Conservative MP Bernard Jenkin, who was a leading campaigner for Brexit, said: "She is entirely right to avoid being divisive.

"She is seeking to unite the country, not to perpetuate referendum divisions."
http://www.bbc.co.uk/news/uk-politics-41576098

Yes, this is totally what she's trying to do.

/whoosh
 

liquidtmd

Banned
This is interesting, I can imagine the spectacle. One of the reasons that the soft 15-20% of the Leave bloc (rest are stone cold racist, everyone knows that) hasn't really budged is because nothing has happened yet. Consequences haven't been keenly felt yet. Their lives haven't been personally inconvenienced.

If you have any desire to see this national shit show reversed, pain will have to be felt first to break the soft vote.

Bingo

And this is why my contempt for May burns. A Leader, a true Leader would be coming out and expressingly talking in her speeches to the public who are not informed about such consequences. They will be tangible. They will hurt. They will hurt the money in their pocket and it will take a long time to recovery.

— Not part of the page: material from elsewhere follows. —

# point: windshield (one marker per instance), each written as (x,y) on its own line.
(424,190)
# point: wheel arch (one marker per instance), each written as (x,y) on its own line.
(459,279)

But no. She's carrying on like this shit isn't going to happen. With her approach to negotiation, IT IS GOING TO HAPPEN STOP BEING SO FUCKING FLIPPANT
 

pswii60

Member
Print this out and use it as our official position in the negotiations.
Unfortunately that would be back to the pre-referendum bullshit we were fed about being able to stay in the single market whilst being able to choose who we do and don't want to let in - back to wanting to have our cake and eat it.
 

theaface

Member
Yes, this is totally what she's trying to do.

/whoosh

"I don't answer hypothetical questions."

To be fair to her, she completely avoided the leadership debates last year, thus not answering hypothetical questions about what kind of government we'd get after the election. She's at least consistent in being monumentally slippery and evasive, even by a politician's standards.
 

Kyougar

Member
To be fair to her, she completely avoided the leadership debates last year, thus not answering hypothetical questions about what kind of government we'd get after the election. She's at least consistent in being monumentally slippery and evasive, even by a politician's standards.